Systemic vasculitides are clinically diverse, multisystemic diseases with the common pathological feature of inflammation of blood vessel walls. This inflammation may in turn predispose to vascular thrombosis. Vasculitis might trigger thrombosis through inflammation, inflammatory cytokines, and other molecules involved in vessel wall injury. 12 More specifically, eosinophilic inflammation may be a risk factor for thrombotic events. We hypothesize that a patient’s long-term outcome is influenced by his or her underlying vascular disorder and that hepatic vein thrombosis is generally considered a rare occurrence in the course of EGPA.
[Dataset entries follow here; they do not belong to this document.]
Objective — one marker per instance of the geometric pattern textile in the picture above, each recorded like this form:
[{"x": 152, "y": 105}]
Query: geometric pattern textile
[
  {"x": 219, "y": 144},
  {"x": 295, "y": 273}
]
It is therefore essential to consider the diagnosis of BCS in all patients with thrombophilia. Activated eosinophils in patients with EGPA can provoke thrombosis in various organs, and the case presented here suggests that the thrombosis affected the portal venous system, producing BCS.
Footnotes
Declaration of conflicting interest
The authors declare that there is no conflict of interest.
Ethics statement
The Independent Institutional Review Board of the First Hospital of Jilin University approved the study protocol. The patient described in this report provided verbal informed consent.
Funding
The authors disclosed receipt of the following financial support for the research, authorship, and/or publication of this article: This study was supported by the Science and Technology Development Program of Jilin Province (Grant no. 20190103079JH) and the Youth Development Foundation of the First Hospital of Jilin University (Grant no. JDYY102019004).